Music 286R Listening, Creativity, and Imagination

Ryen Bani-Hashemi, Untitled Project Abstract

My project is a soundscape composition, specifically in a documentary form that investigates how Islamophobia and western militarism have contributed novel sounds and modes of thinking since the 1940s and especially in the post-9/11 era. I was inspired by my autoethnography response and the desire to connect specifically with my mother’s experiences as an Iranian immigrant to the US during a period of sustained hostility against Iranians and Middle Easterners more broadly. The piece is also inspired by my research with the HLS Program on International Law and Armed Conflict, through which I have been analyzing communications by states asserting their right to armed self-defense against amorphous conceptions like “the terrorists”,[1] often resulting in catastrophic and grossly disproportionate interventions in the Middle East and North Africa.
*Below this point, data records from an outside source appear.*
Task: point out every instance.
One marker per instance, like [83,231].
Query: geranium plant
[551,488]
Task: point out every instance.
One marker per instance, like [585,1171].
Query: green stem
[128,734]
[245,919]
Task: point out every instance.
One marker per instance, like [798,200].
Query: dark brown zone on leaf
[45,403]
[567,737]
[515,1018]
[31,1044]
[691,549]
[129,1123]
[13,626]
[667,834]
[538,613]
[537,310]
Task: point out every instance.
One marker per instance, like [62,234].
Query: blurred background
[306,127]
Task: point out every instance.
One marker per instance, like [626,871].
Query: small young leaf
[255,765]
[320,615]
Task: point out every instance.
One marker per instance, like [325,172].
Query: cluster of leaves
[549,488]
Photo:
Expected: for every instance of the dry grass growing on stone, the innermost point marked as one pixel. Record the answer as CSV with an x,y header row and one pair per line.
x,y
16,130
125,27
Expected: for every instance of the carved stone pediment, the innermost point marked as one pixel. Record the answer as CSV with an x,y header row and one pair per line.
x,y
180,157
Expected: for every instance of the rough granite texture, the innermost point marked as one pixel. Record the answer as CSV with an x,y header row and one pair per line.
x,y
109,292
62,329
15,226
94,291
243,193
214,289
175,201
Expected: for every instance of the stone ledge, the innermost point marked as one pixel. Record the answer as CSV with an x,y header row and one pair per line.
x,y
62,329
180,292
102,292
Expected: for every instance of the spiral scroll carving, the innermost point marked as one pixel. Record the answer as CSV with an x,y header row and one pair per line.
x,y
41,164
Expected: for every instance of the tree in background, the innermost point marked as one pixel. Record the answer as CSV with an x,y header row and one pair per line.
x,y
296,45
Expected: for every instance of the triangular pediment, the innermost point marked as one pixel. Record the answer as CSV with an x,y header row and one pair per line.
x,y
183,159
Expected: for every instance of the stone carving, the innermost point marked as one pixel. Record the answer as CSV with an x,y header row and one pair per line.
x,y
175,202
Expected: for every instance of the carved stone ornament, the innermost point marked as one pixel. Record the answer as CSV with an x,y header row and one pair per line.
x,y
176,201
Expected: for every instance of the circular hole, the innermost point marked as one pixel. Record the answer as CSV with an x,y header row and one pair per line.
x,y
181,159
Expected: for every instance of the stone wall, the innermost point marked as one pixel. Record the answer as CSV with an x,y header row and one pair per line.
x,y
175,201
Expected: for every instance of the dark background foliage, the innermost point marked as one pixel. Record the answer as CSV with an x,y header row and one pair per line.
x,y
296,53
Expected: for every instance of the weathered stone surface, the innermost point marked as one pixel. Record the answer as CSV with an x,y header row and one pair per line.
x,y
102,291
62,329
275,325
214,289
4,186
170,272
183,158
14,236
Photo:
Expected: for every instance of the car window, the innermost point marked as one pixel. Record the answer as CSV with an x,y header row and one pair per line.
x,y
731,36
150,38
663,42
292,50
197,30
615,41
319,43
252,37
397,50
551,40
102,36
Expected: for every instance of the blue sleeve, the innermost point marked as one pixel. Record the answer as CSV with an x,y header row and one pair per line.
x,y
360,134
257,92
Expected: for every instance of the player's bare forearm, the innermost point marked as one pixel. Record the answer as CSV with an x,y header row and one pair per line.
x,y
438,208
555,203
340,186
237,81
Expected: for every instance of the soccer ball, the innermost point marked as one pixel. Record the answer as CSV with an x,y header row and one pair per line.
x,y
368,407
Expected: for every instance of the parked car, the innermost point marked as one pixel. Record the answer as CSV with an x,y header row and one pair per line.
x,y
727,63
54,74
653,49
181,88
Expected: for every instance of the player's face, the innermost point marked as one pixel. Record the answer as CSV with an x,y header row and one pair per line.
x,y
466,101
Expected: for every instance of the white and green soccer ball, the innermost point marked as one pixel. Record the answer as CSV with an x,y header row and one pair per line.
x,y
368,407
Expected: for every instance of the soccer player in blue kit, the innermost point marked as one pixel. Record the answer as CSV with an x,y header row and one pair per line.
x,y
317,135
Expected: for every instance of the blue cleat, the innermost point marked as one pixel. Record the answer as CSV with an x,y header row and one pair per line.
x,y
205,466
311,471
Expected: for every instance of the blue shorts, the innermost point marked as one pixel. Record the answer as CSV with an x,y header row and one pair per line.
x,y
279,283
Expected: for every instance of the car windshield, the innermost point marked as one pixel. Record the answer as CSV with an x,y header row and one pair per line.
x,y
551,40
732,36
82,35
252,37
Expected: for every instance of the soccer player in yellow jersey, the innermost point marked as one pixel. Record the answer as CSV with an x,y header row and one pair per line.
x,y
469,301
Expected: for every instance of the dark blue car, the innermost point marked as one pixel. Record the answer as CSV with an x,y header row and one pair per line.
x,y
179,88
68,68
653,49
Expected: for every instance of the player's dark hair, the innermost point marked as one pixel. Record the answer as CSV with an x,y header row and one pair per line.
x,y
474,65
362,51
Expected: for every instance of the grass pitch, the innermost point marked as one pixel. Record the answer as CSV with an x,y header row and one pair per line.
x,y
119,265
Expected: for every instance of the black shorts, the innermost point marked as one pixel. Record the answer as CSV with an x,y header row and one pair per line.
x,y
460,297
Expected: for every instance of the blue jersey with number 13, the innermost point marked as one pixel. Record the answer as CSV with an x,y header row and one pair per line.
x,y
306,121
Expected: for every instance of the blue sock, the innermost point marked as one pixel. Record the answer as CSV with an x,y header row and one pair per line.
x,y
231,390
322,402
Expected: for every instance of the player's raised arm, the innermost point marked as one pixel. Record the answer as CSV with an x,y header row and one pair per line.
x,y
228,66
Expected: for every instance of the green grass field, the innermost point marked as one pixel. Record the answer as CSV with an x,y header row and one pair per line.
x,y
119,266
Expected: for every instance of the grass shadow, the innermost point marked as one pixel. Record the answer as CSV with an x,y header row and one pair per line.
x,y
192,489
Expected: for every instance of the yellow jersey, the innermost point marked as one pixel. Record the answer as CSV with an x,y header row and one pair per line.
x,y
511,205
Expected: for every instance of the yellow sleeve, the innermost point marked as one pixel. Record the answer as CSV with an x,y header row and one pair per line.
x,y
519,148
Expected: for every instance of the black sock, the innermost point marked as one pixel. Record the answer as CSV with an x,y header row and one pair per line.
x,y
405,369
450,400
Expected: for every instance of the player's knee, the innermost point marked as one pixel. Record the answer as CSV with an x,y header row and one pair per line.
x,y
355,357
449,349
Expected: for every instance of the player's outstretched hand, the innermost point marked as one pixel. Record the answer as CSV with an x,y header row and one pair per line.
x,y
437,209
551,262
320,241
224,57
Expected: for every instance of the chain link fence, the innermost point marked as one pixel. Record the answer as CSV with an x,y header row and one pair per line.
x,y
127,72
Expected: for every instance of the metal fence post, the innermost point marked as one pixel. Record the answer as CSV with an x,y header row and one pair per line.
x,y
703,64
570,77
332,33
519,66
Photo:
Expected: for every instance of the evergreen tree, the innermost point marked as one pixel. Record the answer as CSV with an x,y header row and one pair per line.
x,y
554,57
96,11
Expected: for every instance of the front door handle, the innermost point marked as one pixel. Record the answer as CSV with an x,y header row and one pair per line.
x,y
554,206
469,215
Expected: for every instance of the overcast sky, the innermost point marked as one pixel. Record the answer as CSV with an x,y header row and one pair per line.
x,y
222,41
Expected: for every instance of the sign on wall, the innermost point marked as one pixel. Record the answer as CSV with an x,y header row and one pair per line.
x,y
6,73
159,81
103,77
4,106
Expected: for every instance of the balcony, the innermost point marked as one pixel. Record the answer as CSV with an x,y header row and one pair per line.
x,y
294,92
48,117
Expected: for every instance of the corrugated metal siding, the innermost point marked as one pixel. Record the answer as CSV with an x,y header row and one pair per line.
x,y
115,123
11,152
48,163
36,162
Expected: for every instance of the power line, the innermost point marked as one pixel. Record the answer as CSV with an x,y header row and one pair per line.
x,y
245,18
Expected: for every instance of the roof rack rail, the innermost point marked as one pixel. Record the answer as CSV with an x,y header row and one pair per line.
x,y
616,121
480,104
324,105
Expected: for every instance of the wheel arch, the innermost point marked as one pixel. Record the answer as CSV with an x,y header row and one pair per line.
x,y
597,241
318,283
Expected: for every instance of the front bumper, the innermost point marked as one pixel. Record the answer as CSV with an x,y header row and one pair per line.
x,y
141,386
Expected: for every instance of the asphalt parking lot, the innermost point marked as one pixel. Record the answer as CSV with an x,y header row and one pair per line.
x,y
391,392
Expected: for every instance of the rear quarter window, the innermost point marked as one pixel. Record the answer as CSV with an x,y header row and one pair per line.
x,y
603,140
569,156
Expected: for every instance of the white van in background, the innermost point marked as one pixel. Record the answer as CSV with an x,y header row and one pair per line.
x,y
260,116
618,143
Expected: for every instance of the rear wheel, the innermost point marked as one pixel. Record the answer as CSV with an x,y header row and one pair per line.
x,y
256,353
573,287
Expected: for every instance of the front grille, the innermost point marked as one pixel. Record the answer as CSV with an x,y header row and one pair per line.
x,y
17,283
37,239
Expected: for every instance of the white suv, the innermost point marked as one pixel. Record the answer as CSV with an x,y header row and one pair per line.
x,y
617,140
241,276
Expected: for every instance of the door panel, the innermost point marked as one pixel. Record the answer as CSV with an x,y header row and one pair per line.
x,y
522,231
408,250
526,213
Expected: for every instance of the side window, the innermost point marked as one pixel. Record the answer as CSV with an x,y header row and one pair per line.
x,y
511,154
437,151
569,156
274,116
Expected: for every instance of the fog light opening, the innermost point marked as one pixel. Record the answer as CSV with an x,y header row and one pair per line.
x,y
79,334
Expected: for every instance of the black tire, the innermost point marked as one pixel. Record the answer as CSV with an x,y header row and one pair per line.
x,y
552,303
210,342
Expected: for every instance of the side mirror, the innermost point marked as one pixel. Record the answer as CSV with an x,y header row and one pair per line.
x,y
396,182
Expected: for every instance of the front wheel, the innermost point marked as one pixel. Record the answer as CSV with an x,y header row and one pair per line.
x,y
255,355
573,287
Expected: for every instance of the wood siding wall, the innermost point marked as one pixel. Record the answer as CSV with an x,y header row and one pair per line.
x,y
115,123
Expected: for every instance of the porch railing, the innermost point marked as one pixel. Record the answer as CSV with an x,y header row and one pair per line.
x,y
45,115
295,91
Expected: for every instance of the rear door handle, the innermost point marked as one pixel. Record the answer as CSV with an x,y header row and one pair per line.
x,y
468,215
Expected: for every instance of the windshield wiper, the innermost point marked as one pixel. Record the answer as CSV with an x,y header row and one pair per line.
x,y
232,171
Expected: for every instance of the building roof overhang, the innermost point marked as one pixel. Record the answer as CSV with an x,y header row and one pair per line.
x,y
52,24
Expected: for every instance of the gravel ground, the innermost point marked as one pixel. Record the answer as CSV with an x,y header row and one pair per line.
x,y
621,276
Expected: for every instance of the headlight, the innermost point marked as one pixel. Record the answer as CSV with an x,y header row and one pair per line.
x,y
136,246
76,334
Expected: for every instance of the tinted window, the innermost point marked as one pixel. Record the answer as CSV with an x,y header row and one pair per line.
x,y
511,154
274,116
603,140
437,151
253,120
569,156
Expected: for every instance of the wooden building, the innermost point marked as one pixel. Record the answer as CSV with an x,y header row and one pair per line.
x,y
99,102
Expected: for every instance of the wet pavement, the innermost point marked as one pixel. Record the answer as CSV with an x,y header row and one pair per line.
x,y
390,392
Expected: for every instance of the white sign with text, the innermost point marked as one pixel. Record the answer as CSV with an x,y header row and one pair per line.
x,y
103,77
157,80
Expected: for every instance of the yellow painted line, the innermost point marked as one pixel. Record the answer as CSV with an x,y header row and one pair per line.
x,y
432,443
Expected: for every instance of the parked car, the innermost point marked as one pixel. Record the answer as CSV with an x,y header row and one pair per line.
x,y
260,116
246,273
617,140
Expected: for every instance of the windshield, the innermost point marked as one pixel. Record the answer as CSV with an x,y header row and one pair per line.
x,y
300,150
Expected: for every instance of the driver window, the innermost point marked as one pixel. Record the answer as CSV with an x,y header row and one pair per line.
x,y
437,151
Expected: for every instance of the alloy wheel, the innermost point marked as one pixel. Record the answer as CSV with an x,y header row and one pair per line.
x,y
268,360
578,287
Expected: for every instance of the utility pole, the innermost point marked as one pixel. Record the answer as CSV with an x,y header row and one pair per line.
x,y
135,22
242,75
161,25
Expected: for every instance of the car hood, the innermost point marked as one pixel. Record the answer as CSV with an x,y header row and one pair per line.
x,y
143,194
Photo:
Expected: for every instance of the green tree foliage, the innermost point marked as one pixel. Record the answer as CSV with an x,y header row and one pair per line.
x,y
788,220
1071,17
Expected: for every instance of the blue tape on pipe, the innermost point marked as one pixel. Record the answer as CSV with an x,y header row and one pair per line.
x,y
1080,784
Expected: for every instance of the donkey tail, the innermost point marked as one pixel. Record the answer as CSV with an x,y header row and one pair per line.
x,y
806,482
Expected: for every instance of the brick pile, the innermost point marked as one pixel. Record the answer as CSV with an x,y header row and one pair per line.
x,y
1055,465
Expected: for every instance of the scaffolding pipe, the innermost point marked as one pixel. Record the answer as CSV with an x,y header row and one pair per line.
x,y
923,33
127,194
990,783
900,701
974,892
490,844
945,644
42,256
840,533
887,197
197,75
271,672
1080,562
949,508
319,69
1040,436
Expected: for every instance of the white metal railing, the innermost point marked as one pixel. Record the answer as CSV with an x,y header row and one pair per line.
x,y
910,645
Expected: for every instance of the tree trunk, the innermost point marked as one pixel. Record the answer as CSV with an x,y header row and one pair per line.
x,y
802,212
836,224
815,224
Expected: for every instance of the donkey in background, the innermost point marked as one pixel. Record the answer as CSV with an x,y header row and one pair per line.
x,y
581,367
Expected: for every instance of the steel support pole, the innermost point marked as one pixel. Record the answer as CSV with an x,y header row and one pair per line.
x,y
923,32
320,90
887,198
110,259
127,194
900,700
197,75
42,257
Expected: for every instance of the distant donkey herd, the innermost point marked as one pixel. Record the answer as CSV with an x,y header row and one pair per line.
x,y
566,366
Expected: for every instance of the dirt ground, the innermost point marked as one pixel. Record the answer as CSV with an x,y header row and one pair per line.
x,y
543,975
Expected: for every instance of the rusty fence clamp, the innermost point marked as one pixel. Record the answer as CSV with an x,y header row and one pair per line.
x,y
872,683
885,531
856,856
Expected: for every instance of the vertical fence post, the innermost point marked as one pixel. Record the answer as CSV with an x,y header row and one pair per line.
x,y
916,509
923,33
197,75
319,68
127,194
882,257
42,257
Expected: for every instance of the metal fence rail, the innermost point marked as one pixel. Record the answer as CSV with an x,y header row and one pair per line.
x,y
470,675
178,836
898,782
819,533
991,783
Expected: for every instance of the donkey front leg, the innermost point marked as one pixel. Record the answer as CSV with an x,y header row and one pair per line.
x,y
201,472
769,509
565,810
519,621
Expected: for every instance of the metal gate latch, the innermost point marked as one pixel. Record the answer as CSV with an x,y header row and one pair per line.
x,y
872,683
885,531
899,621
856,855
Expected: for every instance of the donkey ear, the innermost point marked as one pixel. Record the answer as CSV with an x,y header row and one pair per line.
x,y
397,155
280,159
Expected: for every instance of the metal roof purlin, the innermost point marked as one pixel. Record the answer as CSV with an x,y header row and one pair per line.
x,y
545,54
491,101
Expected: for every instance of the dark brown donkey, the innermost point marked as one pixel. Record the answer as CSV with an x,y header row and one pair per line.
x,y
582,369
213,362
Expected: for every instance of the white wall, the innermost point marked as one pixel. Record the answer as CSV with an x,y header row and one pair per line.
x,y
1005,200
From the speech of political leaders preaching a “battle of ideas”, to the sounds of discriminatory airport security procedures, and the mosquito-like buzzing of drones or the deafening IDF “sonic booms”, the rise of Islamophobia and US military responses have contributed a destructive element to the soundscapes of the Middle East and much of Africa. This project aims to draw attention to, and critique, the mainstream Islamophobic mindset in the west and its substantive applications abroad. It ultimately aims to clarify how a particular bias and manifestation of stereotyping contributes to the world we live in today.

The attached image is a screenshot of my project in a DAW. IT incorporates sounds from YouTube, the BBC sound archive, and my own recordings.
 
[1] UN Doc. S/2001/1275 (December 27, 2001).